僕らが紡ぐ、不可思議な話。

 自分の兄が死ぬことを想像して、あんな傷ついたような目をしたのかもしれない。
 そういうことだとひとり勝手に納得して、湊はまた開いてる窓を探す作業に戻った。

 もう雨も止み、かれこれ二時間が経った。
 湊は、はあああっと耳を抑えしゃがみこむ。
「どうした」
「いや、ずっと高橋くんの声が一定のペースで聞こえてくるんで……耳がおかしくなるかと」
「なるほど」
 そして今気づいたこと。
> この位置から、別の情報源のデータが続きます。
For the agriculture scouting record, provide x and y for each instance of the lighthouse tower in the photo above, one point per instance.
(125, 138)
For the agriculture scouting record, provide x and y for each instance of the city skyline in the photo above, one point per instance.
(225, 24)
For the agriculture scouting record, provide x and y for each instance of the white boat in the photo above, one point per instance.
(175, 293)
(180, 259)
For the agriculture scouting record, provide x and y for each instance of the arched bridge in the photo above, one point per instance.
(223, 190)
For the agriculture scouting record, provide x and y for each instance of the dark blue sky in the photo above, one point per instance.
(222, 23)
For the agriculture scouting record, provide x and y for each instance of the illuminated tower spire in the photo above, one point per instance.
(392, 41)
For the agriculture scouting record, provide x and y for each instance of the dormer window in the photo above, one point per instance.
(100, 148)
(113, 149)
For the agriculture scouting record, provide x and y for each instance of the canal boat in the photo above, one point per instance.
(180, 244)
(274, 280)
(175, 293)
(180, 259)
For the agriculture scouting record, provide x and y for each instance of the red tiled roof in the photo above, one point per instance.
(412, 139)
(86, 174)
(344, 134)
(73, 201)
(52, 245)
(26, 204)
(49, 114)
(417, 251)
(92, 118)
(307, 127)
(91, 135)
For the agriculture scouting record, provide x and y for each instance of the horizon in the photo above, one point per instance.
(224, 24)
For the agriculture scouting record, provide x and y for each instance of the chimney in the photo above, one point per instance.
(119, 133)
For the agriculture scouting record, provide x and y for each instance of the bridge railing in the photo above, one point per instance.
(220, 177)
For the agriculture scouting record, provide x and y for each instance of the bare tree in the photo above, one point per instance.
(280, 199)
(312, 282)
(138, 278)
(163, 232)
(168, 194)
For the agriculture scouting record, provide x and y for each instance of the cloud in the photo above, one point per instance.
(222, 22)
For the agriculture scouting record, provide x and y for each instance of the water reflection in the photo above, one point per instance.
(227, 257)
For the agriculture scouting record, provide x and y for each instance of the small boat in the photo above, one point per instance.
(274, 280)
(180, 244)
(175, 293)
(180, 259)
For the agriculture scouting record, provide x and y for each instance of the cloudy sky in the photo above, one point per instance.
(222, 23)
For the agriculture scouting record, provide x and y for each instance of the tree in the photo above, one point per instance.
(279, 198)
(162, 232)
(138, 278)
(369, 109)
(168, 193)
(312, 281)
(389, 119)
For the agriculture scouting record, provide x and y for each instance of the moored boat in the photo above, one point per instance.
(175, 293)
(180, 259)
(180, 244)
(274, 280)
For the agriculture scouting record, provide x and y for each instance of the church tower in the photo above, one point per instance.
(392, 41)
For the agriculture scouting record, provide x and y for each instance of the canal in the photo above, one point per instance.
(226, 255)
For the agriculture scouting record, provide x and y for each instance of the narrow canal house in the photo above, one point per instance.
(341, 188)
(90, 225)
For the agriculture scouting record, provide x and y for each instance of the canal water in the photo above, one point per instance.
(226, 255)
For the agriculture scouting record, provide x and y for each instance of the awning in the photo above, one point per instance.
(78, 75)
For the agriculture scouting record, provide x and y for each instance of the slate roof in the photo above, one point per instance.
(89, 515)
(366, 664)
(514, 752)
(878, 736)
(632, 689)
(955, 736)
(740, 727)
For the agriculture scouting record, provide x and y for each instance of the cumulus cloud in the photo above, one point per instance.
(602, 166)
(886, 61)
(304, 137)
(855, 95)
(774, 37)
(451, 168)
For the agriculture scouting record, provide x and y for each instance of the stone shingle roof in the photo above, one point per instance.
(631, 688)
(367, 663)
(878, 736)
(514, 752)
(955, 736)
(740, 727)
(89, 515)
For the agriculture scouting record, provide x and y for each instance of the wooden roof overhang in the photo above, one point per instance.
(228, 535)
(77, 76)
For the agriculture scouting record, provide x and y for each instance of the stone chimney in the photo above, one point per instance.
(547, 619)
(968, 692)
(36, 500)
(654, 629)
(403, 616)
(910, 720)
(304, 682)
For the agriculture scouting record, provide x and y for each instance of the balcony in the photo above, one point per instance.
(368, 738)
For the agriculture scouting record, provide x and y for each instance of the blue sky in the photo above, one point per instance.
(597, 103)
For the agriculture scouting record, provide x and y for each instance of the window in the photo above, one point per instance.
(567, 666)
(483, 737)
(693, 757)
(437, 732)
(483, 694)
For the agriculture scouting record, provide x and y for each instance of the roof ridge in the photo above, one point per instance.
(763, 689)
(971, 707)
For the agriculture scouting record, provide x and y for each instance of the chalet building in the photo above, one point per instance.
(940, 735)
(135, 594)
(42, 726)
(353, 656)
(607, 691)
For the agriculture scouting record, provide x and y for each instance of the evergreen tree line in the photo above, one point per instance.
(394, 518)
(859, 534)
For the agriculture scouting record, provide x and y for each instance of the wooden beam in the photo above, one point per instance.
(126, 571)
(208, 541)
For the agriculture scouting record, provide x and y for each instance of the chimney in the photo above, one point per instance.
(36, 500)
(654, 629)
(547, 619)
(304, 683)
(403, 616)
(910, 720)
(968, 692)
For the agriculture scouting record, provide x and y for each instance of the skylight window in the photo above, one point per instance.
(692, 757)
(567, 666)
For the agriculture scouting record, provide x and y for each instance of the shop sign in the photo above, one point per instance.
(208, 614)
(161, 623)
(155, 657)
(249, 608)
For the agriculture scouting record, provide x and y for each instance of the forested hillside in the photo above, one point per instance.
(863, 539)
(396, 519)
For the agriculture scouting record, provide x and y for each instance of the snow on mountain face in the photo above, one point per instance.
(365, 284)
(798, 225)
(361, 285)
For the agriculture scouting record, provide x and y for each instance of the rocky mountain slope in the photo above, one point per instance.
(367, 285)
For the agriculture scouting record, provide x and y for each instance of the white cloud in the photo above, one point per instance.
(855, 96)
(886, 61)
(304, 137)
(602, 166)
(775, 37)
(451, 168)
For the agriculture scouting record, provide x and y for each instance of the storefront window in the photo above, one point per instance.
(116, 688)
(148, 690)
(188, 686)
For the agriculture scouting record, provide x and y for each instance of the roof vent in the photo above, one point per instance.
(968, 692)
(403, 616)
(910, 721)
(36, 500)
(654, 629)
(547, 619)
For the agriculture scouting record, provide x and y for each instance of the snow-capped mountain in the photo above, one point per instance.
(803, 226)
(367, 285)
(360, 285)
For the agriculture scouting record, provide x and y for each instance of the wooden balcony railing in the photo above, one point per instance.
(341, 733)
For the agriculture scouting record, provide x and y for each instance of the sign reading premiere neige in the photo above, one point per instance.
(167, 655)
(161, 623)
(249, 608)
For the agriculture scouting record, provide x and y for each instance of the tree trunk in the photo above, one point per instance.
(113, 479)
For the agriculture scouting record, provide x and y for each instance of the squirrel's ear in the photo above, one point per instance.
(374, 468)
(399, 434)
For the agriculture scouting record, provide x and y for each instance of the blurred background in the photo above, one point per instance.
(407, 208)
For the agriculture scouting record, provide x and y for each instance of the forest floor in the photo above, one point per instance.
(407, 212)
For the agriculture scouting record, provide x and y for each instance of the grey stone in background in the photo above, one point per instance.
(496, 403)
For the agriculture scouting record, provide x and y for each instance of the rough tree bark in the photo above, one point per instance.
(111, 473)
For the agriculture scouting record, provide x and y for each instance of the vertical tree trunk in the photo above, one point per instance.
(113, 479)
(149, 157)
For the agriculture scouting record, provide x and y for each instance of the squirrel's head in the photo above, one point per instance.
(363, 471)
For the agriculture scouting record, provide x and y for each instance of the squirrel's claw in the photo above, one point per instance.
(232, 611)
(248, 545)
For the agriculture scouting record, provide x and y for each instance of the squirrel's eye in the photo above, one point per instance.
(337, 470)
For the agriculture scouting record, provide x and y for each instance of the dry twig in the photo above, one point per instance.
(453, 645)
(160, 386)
それは、きっと何らかの力で声は頭に直接語りかけてくるので、耳を抑えてもずっと聞こえてくると言うことだ。
「ちょっと……トイレ行ってきます……」
「あぁ」
 一階から脱出出来ないのは変わりなく、今は下駄箱近くをさまよっている。湊は伊吹から離れトイレへと向かった。
 長時間の探索の疲れの所為か、二人とも忘れていた。湊が“怪異に気に入られている”ということを。
(ふぅ……ずっと立ちっぱなしで疲れた)
 湊は腕をのばしながらトイレへ向かう。別に用を足したい訳ではなく、足が限界だったため、少し休憩したかった。